$\frac{(x-1)(x+1)}{ (x+1)} \rightarrow (x-1)$ Domain Change
The function $f$ given by $$ f(x):=\frac{(x-1)(x+1)}{x+1} $$ with values in $\mathbb{R}$ can't be defined at $x:=-1$ (because the denominator will be $0$). Hence the domain of $f$ is at most $\mathbb{R}\backslash\{-1\}$.
The function $g$ given by $$ g(x):=x-1 $$ with values in $\mathbb{R}$ is defined for every $x\in\mathbb{R}$, so its domain is $\mathbb{R}$.
Thus, as functions, $f\neq g$ because their domains are not the same.
Perhaps your confusion comes from the fact that $$ \lim_{x\to-1}f(x)=\lim_{x\to-1}\frac{(x-1)(x+1)}{x+1}=\lim_{x\to-1}(x-1)=\lim_{x\to-1}g(x) $$ But this is true because the limit of a function as $x\to-1$ is completely independent of the value of the function at $-1$ and $f(x)=g(x)$ for every $x\in\mathbb{R}\backslash\{-1\}$.
Simply put, the first equation's domain does not include $-1$, while the second equation does.

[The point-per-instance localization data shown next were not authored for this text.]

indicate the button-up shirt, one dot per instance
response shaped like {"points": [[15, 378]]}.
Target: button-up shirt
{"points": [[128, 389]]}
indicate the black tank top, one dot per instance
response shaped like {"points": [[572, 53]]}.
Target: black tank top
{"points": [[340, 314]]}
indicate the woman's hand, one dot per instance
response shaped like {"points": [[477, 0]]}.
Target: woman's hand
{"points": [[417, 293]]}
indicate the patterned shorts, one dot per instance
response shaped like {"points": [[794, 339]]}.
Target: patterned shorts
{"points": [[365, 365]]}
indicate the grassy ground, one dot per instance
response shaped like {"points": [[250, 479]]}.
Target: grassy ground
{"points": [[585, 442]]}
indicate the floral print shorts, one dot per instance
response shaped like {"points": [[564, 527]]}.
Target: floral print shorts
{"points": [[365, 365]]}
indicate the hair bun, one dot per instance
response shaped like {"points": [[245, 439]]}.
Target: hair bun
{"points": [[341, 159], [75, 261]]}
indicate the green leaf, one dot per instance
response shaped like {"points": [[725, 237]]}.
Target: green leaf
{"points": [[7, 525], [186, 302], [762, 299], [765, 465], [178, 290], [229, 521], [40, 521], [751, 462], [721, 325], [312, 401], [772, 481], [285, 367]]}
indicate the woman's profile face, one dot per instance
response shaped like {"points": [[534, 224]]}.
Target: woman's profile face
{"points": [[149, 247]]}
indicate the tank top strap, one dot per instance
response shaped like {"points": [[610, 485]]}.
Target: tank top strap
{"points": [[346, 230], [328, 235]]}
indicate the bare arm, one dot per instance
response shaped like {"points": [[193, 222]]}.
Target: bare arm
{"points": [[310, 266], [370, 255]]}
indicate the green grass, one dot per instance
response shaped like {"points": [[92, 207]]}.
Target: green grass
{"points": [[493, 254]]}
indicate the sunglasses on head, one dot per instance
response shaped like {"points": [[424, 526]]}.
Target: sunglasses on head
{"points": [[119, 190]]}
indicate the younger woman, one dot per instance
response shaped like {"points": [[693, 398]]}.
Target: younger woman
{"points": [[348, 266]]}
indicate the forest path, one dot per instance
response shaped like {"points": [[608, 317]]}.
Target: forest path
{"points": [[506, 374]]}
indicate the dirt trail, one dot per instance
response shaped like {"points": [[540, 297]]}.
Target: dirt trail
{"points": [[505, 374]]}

Consider the three different functions.
The first function is the function that you original function. $$f:\mathbb{R} \setminus\{ -1\} \rightarrow \mathbb{R}$$ $$f(x)=\frac{(x-1)(x+1)}{x+1}$$
The second function is as follows. $$g:\mathbb{R} \setminus\{ -1\} \rightarrow \mathbb{R}$$ $$g(x)=x-1$$
It is actually the same function as $f$. It is alright to cancel the common terms from both numerator and denominator., as long as you know what you are doing and keeping track of your domain.
Now the third function is not exactly the same function as $f$ but it is very close, with an extra point in the domain. $$h:\mathbb{R} \rightarrow \mathbb{R}$$ $$h(x)=x-1$$
I think the book isn't very clear as it does not state the domain of the functions explicitly and just look at the formula and take the largest possible subset of real numbers.
You are right that in cancelling out common terms, the domain shouldn't change.